Dès le Gute Nacht initial, Julus Drake fait ressortir les dissonances de la partition, comme une brûlure, une déchirure, une faille. La plupart des lieder s’enchaînent sans pose, invitant une urgence palpable, avec un piano confident qui parfois semble marteler un glas sinistre.
Son interprétation se fond dans celle de son complice, qui jamais ne le regarde. Inutile : combien de fois ont-ils déjà donné ce cycle en concert ? Il y a quelques années, dans l’introduction de son magistral et indispensable essai consacré à l’œuvre, le ténor disait qu’il avait déjà chanté plus d’une centaine de fois le Winterreise qui est, d’après lui – fort justement – une des plus grandes partitions qui soit.

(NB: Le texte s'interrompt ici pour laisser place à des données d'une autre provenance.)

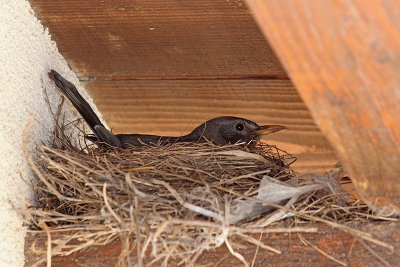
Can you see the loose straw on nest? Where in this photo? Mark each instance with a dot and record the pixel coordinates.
(179, 200)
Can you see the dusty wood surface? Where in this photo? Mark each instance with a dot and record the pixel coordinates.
(343, 57)
(337, 244)
(125, 39)
(176, 107)
(202, 59)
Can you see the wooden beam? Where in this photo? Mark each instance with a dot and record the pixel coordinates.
(344, 58)
(158, 39)
(175, 107)
(339, 245)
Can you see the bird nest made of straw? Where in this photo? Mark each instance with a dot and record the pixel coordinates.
(178, 200)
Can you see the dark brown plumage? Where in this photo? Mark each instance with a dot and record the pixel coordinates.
(221, 130)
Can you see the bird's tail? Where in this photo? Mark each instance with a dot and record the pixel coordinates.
(86, 111)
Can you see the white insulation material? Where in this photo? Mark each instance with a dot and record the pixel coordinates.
(27, 53)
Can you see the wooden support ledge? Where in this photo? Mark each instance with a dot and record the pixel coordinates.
(344, 58)
(328, 247)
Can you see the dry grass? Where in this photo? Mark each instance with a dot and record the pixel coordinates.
(181, 199)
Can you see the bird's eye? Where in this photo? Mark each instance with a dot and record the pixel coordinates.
(239, 127)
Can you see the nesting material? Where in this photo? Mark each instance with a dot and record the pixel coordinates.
(179, 200)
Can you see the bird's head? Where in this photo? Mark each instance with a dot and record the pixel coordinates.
(231, 130)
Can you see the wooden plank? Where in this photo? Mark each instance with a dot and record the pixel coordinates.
(337, 244)
(343, 57)
(150, 39)
(178, 106)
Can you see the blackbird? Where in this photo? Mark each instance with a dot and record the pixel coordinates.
(221, 130)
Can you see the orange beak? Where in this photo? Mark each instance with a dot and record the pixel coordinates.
(267, 129)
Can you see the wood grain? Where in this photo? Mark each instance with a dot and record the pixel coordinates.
(337, 244)
(344, 58)
(178, 106)
(148, 39)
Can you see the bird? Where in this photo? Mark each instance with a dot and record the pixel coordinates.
(220, 131)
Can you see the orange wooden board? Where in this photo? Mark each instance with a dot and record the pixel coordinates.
(176, 107)
(125, 39)
(337, 244)
(343, 57)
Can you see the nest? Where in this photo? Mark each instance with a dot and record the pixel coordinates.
(179, 200)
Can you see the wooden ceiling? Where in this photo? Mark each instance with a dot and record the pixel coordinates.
(163, 67)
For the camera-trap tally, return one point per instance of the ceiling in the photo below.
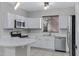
(37, 6)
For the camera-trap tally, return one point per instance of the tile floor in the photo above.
(45, 52)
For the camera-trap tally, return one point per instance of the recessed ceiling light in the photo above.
(46, 5)
(17, 5)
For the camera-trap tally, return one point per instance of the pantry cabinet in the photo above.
(63, 21)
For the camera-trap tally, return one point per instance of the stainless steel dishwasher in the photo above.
(60, 43)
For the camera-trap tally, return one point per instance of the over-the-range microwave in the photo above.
(19, 24)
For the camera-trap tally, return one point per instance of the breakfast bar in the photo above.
(16, 46)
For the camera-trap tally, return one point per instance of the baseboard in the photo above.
(60, 51)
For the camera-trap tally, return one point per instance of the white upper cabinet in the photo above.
(28, 22)
(33, 22)
(10, 21)
(63, 21)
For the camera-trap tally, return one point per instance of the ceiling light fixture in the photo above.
(17, 5)
(46, 5)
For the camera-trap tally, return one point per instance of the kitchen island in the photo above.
(16, 46)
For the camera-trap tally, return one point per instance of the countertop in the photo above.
(15, 41)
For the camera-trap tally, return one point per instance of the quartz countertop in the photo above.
(15, 41)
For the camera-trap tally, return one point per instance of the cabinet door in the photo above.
(26, 22)
(34, 22)
(63, 21)
(10, 21)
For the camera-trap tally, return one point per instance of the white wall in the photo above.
(66, 11)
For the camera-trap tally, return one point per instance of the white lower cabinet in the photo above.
(47, 43)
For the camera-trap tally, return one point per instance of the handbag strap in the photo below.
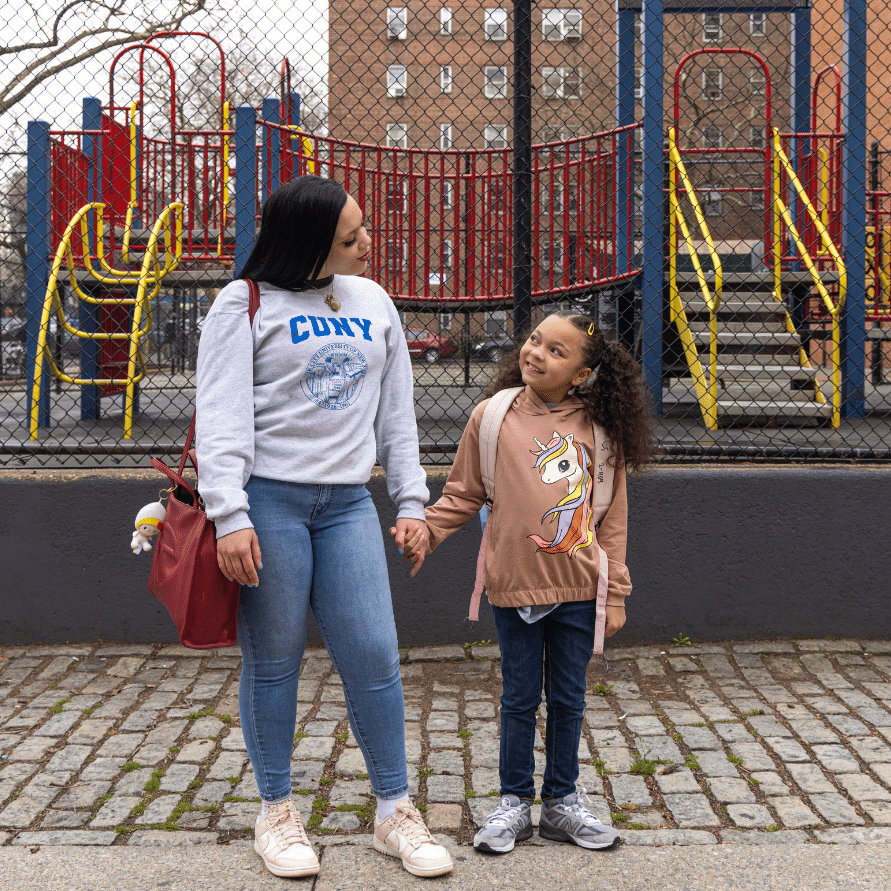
(253, 306)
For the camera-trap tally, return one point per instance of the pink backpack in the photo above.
(604, 473)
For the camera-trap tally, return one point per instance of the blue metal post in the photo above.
(245, 183)
(270, 146)
(653, 247)
(853, 327)
(37, 259)
(90, 408)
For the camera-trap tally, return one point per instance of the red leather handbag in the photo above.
(185, 575)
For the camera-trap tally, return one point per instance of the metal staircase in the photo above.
(764, 377)
(735, 336)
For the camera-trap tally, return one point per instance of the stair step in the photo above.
(739, 327)
(737, 281)
(766, 372)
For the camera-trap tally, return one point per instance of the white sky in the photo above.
(293, 28)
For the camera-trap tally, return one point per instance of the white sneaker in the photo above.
(406, 836)
(281, 841)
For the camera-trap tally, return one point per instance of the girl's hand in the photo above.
(412, 538)
(615, 619)
(238, 556)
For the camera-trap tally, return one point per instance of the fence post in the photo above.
(37, 261)
(270, 147)
(90, 406)
(624, 179)
(522, 172)
(653, 174)
(245, 184)
(853, 320)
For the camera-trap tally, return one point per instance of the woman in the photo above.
(292, 413)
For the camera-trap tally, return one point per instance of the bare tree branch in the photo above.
(98, 39)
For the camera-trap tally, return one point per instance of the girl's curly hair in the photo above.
(615, 396)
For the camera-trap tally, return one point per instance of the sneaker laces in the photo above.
(578, 809)
(288, 830)
(504, 813)
(411, 824)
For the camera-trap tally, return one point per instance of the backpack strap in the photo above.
(493, 415)
(604, 475)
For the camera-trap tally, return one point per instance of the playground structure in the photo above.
(128, 214)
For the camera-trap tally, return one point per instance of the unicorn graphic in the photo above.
(564, 459)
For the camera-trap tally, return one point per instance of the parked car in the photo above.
(427, 346)
(491, 350)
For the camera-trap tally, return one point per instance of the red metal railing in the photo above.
(442, 220)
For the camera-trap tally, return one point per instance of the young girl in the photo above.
(542, 564)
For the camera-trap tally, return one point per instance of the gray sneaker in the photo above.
(570, 821)
(511, 822)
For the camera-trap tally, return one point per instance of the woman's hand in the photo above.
(238, 556)
(412, 538)
(615, 619)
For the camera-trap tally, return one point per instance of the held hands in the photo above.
(239, 558)
(615, 619)
(412, 537)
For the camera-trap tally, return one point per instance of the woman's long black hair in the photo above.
(297, 229)
(616, 398)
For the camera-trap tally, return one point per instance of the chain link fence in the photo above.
(710, 181)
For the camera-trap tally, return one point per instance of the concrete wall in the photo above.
(714, 553)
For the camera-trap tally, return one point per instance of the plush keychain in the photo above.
(148, 522)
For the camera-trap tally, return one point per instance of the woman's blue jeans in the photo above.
(561, 645)
(322, 549)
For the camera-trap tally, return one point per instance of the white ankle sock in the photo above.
(268, 807)
(386, 807)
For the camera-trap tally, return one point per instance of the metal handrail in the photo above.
(150, 276)
(706, 390)
(782, 164)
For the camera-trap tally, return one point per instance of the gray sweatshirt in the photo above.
(307, 395)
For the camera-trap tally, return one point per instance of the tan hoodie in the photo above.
(539, 548)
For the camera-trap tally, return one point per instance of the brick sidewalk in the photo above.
(747, 742)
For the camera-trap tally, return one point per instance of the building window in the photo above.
(711, 203)
(712, 83)
(397, 22)
(712, 137)
(495, 24)
(396, 253)
(757, 81)
(397, 80)
(397, 135)
(561, 83)
(561, 24)
(495, 86)
(495, 136)
(712, 30)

Cela fait quarante ans que Ian Bostridge chemine avec le Voyage d’hiver…
Au fil de ces années sa voix a logiquement évolué, avec une sonorité plus sombre, une puissance rare, malgré quelques aigus moins faciles qu’il sait si justement cacher par le métier d’acteur. Car c’est à un spectacle unique que Ian Bostridge nous convie dans un jeu théâtral confondant de profondeur et de justesse. Il nous fait voyager en nous ouvrant des abîmes de tristesse, de désespoir, de révolte et de résignation.
Rarement ce cycle aura semblé aussi cohérent dans son déroulement, et le travail fait en symbiose avec Deborah Warner n’y est pas pour rien. Peu d’accessoires (une canne, une couronne mortuaire), un décor dépouillé (quelques rares flocons descendus des cintres, un vaste miroir, des volets qu’il ferme ou ouvre pour chercher une impossible lumière, un bac à neige, une pierre tombale…). Dans de subtils jeux de lumières, la réussite est totale et l’évidence de ce geste théâtral s’impose grâce à cet interprète hors norme au grand corps dans un manteau noir.

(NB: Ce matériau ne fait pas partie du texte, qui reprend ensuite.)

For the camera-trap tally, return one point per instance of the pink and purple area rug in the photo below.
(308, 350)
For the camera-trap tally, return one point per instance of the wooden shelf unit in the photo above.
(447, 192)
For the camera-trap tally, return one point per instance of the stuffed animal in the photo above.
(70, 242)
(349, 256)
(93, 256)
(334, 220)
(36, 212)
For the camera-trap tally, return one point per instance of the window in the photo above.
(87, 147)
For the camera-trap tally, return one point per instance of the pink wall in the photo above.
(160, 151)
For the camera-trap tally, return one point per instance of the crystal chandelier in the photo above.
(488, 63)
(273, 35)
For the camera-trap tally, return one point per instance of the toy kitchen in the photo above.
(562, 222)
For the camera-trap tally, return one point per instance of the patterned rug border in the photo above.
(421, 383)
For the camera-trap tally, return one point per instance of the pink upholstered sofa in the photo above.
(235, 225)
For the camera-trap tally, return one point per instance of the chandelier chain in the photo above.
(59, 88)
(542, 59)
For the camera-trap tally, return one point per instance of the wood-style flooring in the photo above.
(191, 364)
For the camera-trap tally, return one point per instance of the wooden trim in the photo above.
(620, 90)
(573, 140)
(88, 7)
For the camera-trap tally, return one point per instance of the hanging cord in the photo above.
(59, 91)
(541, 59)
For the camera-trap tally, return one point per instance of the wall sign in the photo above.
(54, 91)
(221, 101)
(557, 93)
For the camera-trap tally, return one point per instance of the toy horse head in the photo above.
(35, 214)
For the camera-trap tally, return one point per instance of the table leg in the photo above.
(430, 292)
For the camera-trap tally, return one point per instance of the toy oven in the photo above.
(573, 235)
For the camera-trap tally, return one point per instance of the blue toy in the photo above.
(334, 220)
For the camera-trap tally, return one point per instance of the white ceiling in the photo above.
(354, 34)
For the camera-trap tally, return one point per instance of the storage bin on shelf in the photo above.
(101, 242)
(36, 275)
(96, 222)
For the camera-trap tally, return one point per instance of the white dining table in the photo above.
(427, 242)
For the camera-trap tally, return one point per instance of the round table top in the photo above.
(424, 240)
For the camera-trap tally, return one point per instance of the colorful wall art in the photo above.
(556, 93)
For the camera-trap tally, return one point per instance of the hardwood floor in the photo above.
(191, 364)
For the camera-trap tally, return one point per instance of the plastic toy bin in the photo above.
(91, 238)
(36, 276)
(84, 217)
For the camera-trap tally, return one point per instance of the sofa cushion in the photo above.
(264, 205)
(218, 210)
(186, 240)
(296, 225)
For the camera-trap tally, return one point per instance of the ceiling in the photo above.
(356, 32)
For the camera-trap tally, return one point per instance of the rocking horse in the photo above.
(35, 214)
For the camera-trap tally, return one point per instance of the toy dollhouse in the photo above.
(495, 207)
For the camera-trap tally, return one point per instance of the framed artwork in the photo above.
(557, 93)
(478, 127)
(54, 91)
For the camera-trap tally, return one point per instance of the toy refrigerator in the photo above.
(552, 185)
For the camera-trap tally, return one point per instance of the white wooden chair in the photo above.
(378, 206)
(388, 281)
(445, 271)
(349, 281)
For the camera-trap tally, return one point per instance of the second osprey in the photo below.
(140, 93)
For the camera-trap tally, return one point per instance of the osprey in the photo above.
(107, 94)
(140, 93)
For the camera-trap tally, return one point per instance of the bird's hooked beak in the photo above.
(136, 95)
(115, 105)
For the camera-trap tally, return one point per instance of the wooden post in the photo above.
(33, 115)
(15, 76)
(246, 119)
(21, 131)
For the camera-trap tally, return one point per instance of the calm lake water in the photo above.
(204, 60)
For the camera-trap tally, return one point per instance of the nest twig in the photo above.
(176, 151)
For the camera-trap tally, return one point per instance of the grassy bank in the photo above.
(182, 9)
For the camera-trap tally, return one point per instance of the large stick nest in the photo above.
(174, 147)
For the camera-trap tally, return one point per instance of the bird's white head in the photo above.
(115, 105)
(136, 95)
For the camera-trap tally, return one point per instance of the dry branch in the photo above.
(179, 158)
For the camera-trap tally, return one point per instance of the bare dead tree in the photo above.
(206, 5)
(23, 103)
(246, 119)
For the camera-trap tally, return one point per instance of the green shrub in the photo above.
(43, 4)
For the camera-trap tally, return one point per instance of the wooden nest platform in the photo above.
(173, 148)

Des lieder ? Un chemin personnel, une errance ontologique, celle d’un wanderer, ce voyageur intranquille qu’incarne Ian Bostridge, avec une voix tour à tour intime et violente, d’une âpre puissance mêlée de fêlures insondables. Jouant sur la continuité d’un discours qui devient récit, osant des silences, il est confident, conteur habité (« Sur le fleuve »), homme affolé (« La Girouette »), déçu (« La Poste »), désespéré (« Solitude »), halluciné souvent (« Repos ») – de plus en plus – jusqu’au cri (sur « Grabe », la tombe, dans « La Corneille ») puis à la résignation, au murmure (« Cimetière »). Marchant sac au dos, face à son ombre projetée ou tombant, prostré, allongé sur une tombe, son chant expressionniste fait mouche et nous fait retenir notre souffle. Jusqu’à ce « Joueur de vielle » fatal qui clôt un récit inoubliable. Expérience bouleversante, ce Voyage est bien plus qu’une icône de la culture allemande et un chef d’œuvre absolu : sur la scène de l’Athénée, par le truchement d’un acteur-chanteur, il est plus que jamais le reflet de nos âmes inquiètes.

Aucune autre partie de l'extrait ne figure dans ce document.